The Queensland Supreme Court’s recent decision in Sunstate Land Pty Ltd v Hiview Design & Construction Pty Ltd [2020] QSC 181, by Justice Callaghan is one of the first decisions applying the Coronavirus Economic Response Package Omnibus Act 2020 (Cth) (“the Economic Response Act”).

On 20 March 2020, Hiview Design & Construction Pty Ltd (“Hiview”) issued a creditors statutory demand pursuant to 459E(2)(e) of the Corporations Act 2001 (Cth) (“the Corporations Act”) on Sunstate Land Pty Ltd (“Sunstate”) demanding payment of $275,840.78. Hiview attempted to enforce their demand within the statutorily prescribed period of 21 days, despite Schedule 12 of the Economic Response Act increasing the response time from 21 days to six (6) months.
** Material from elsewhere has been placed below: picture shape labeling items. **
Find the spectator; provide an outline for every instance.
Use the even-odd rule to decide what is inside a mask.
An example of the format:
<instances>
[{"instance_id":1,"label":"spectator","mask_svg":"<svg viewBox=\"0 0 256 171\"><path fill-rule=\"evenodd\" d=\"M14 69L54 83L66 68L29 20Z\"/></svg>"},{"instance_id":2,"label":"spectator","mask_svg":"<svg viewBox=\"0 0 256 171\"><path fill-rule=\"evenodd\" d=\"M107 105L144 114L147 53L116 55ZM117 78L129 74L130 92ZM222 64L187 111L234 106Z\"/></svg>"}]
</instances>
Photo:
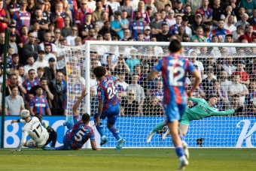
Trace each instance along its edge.
<instances>
[{"instance_id":1,"label":"spectator","mask_svg":"<svg viewBox=\"0 0 256 171\"><path fill-rule=\"evenodd\" d=\"M216 104L218 111L223 111L227 106L227 98L225 92L221 89L219 80L215 80L213 82L213 90L209 92L209 96L216 94L218 100Z\"/></svg>"},{"instance_id":2,"label":"spectator","mask_svg":"<svg viewBox=\"0 0 256 171\"><path fill-rule=\"evenodd\" d=\"M54 58L50 58L48 59L49 66L45 67L44 68L44 76L45 76L47 78L48 85L54 79L54 76L56 74L55 62L56 62L56 60L55 60Z\"/></svg>"},{"instance_id":3,"label":"spectator","mask_svg":"<svg viewBox=\"0 0 256 171\"><path fill-rule=\"evenodd\" d=\"M57 71L55 79L49 85L50 92L53 94L53 100L51 100L52 108L51 112L54 115L62 116L64 115L64 97L65 89L63 83L62 82L63 74Z\"/></svg>"},{"instance_id":4,"label":"spectator","mask_svg":"<svg viewBox=\"0 0 256 171\"><path fill-rule=\"evenodd\" d=\"M66 38L68 35L71 34L71 27L70 27L70 18L66 16L64 18L64 27L60 29L61 35L64 38Z\"/></svg>"},{"instance_id":5,"label":"spectator","mask_svg":"<svg viewBox=\"0 0 256 171\"><path fill-rule=\"evenodd\" d=\"M44 50L44 46L45 44L50 44L50 53L54 54L55 56L57 55L57 47L54 44L52 44L50 42L50 34L49 32L46 32L44 34L44 41L43 41L42 43L41 43L39 44L41 50Z\"/></svg>"},{"instance_id":6,"label":"spectator","mask_svg":"<svg viewBox=\"0 0 256 171\"><path fill-rule=\"evenodd\" d=\"M224 20L220 20L218 22L218 28L212 31L212 34L217 35L218 38L218 41L221 43L224 42L226 34L231 34L231 32L229 30L225 29L224 26Z\"/></svg>"},{"instance_id":7,"label":"spectator","mask_svg":"<svg viewBox=\"0 0 256 171\"><path fill-rule=\"evenodd\" d=\"M18 91L19 95L21 95L22 93L23 94L26 94L26 89L23 88L22 83L20 81L19 81L18 77L17 76L16 74L13 73L10 74L10 77L9 77L9 80L10 80L10 84L6 84L6 87L5 87L5 97L8 96L11 94L11 87L14 86L18 86ZM1 92L3 92L3 86L1 86Z\"/></svg>"},{"instance_id":8,"label":"spectator","mask_svg":"<svg viewBox=\"0 0 256 171\"><path fill-rule=\"evenodd\" d=\"M100 20L100 16L102 13L102 2L101 0L96 1L96 8L92 14L92 23L94 23L99 21Z\"/></svg>"},{"instance_id":9,"label":"spectator","mask_svg":"<svg viewBox=\"0 0 256 171\"><path fill-rule=\"evenodd\" d=\"M232 73L232 75L239 75L239 83L249 85L250 78L247 72L244 71L244 63L240 60L236 60L235 64L236 64L236 70Z\"/></svg>"},{"instance_id":10,"label":"spectator","mask_svg":"<svg viewBox=\"0 0 256 171\"><path fill-rule=\"evenodd\" d=\"M50 21L55 24L56 28L61 29L65 26L64 19L66 16L69 16L69 14L63 12L63 4L61 2L56 3L55 8L56 10L50 15Z\"/></svg>"},{"instance_id":11,"label":"spectator","mask_svg":"<svg viewBox=\"0 0 256 171\"><path fill-rule=\"evenodd\" d=\"M151 28L151 33L153 35L157 35L162 33L161 26L162 22L160 20L160 14L157 12L154 14L154 21L150 23L150 28Z\"/></svg>"},{"instance_id":12,"label":"spectator","mask_svg":"<svg viewBox=\"0 0 256 171\"><path fill-rule=\"evenodd\" d=\"M16 28L20 32L23 26L27 26L29 30L30 29L31 14L26 10L26 2L20 2L20 10L15 12L13 16L13 19L17 22Z\"/></svg>"},{"instance_id":13,"label":"spectator","mask_svg":"<svg viewBox=\"0 0 256 171\"><path fill-rule=\"evenodd\" d=\"M127 28L125 21L121 20L122 12L116 10L114 12L114 20L111 22L111 28L116 32L120 38L123 38L123 29Z\"/></svg>"},{"instance_id":14,"label":"spectator","mask_svg":"<svg viewBox=\"0 0 256 171\"><path fill-rule=\"evenodd\" d=\"M157 97L151 97L150 100L143 105L144 116L162 116L163 108L158 102Z\"/></svg>"},{"instance_id":15,"label":"spectator","mask_svg":"<svg viewBox=\"0 0 256 171\"><path fill-rule=\"evenodd\" d=\"M198 8L196 12L196 14L200 14L202 15L203 22L210 22L212 20L213 10L212 8L208 7L209 3L209 0L203 0L202 7Z\"/></svg>"},{"instance_id":16,"label":"spectator","mask_svg":"<svg viewBox=\"0 0 256 171\"><path fill-rule=\"evenodd\" d=\"M181 0L176 0L175 8L173 8L175 16L177 18L178 16L182 16L184 13L184 10L182 8L182 2Z\"/></svg>"},{"instance_id":17,"label":"spectator","mask_svg":"<svg viewBox=\"0 0 256 171\"><path fill-rule=\"evenodd\" d=\"M48 100L48 104L49 104L50 100L53 100L53 94L51 94L51 92L49 90L49 87L47 86L47 80L45 77L42 76L40 79L39 86L43 87L43 95ZM35 92L36 89L37 89L37 86L32 86L31 88L29 91L29 99L35 97L35 95L36 94L36 92Z\"/></svg>"},{"instance_id":18,"label":"spectator","mask_svg":"<svg viewBox=\"0 0 256 171\"><path fill-rule=\"evenodd\" d=\"M87 19L85 18L86 14L91 14L93 12L92 8L87 7L87 4L88 2L87 0L82 0L80 3L81 8L75 12L74 20L75 21L75 24L78 26L78 28L81 28L82 23L87 22ZM89 23L90 23L90 22Z\"/></svg>"},{"instance_id":19,"label":"spectator","mask_svg":"<svg viewBox=\"0 0 256 171\"><path fill-rule=\"evenodd\" d=\"M230 14L230 16L227 19L227 22L224 23L224 28L230 31L230 32L233 32L236 30L236 26L238 26L236 22L236 26L233 25L234 22L234 16L233 14Z\"/></svg>"},{"instance_id":20,"label":"spectator","mask_svg":"<svg viewBox=\"0 0 256 171\"><path fill-rule=\"evenodd\" d=\"M36 95L29 101L30 115L35 116L35 113L40 113L45 116L51 116L47 100L43 95L43 87L37 86L35 88Z\"/></svg>"},{"instance_id":21,"label":"spectator","mask_svg":"<svg viewBox=\"0 0 256 171\"><path fill-rule=\"evenodd\" d=\"M130 0L123 0L123 4L121 5L120 10L122 10L122 13L126 11L127 16L126 19L129 20L129 22L132 21L132 13L133 13L133 7L130 5Z\"/></svg>"},{"instance_id":22,"label":"spectator","mask_svg":"<svg viewBox=\"0 0 256 171\"><path fill-rule=\"evenodd\" d=\"M0 33L5 32L5 28L8 28L9 22L10 22L10 14L8 10L3 8L4 1L0 1Z\"/></svg>"},{"instance_id":23,"label":"spectator","mask_svg":"<svg viewBox=\"0 0 256 171\"><path fill-rule=\"evenodd\" d=\"M75 46L75 39L77 38L78 33L78 28L76 26L73 26L71 28L71 34L66 38L67 40L67 45Z\"/></svg>"},{"instance_id":24,"label":"spectator","mask_svg":"<svg viewBox=\"0 0 256 171\"><path fill-rule=\"evenodd\" d=\"M24 101L20 95L18 95L17 86L10 87L11 94L5 98L5 116L20 116L20 112L25 110ZM2 104L0 104L2 106Z\"/></svg>"},{"instance_id":25,"label":"spectator","mask_svg":"<svg viewBox=\"0 0 256 171\"><path fill-rule=\"evenodd\" d=\"M248 94L248 88L244 84L240 83L240 76L233 76L233 83L230 85L228 92L229 97L232 98L233 94L236 94L239 96L239 101L241 104L244 104L245 95Z\"/></svg>"},{"instance_id":26,"label":"spectator","mask_svg":"<svg viewBox=\"0 0 256 171\"><path fill-rule=\"evenodd\" d=\"M34 69L34 70L37 70L38 66L35 64L35 59L33 56L29 55L26 58L26 62L28 62L28 64L26 64L24 66L24 74L25 78L29 79L29 70L31 69Z\"/></svg>"},{"instance_id":27,"label":"spectator","mask_svg":"<svg viewBox=\"0 0 256 171\"><path fill-rule=\"evenodd\" d=\"M196 34L191 36L190 41L192 42L194 39L197 39L200 43L207 43L207 39L206 37L203 36L203 28L198 26L196 30Z\"/></svg>"},{"instance_id":28,"label":"spectator","mask_svg":"<svg viewBox=\"0 0 256 171\"><path fill-rule=\"evenodd\" d=\"M140 18L142 20L142 22L144 23L147 23L148 26L149 23L151 22L151 21L149 20L148 12L144 10L145 9L144 7L145 7L145 2L143 1L140 1L138 3L138 8L133 11L132 20L133 20L133 21L137 20L136 14L139 13L140 14Z\"/></svg>"},{"instance_id":29,"label":"spectator","mask_svg":"<svg viewBox=\"0 0 256 171\"><path fill-rule=\"evenodd\" d=\"M136 100L136 94L133 90L128 92L127 98L122 100L120 104L120 115L121 116L136 116L139 113L139 105ZM142 111L140 115L143 116Z\"/></svg>"}]
</instances>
An issue in contention in the case was the timing of the service of form 509H on Sunstate. Callaghan J accepted that the statutory demand was received by the agents of Sunstate on 1 April 2020, one (1) week after the commencement of the Economic Response Act. Sunstate
subsequently applied to have the statutory demand set aside relying on the Economic Response Act and the increased response periods provided therein, rendering the notice defective.

In considering that submission, these provisions and the effect of the legislation, regard must always be had to section 459J(2), which constrains the Court from setting aside a statutory demand merely because of a defect. The effect of the legislation does, however, seem to go beyond merely rendering the notice of demand defective. It has changed in a fundamental way the status of the relevant obligations as they were thought to exist when the notice was issued.”

Callaghan J concluded by finding that service of the demand pursuant to section 109X of the Corporations Act was effected on 1 April 2020 and therefore the new legislation applied to the demand. As a result, his Honour held that the demand should be set aside under s459J of the Corporations Act. The Court relied on the objectives of the Economic Response Act which included the continuation of business and the notion that “the new legislation has had an irresistible impact on the present circumstances.

“…it is noted that elsewhere in the legislative “omnibus”, specific provision was made for relief in respect of debt incurred during the six-month period starting on the day the new laws commenced... It might, therefore, be inferred that it was, in fact, intended that there not be any discrimination in the operation of the amendments to section 459F as between debts according to whether they were incurred before or after 25 March 2020…”

The key takeaway from the decision is that the Economic Response Act (and in particular the amendments to the Corporations Act) were intended to apply on a non-discriminatory basis to all debts, irrespective of whether they were incurred before or after the commencement of the Act.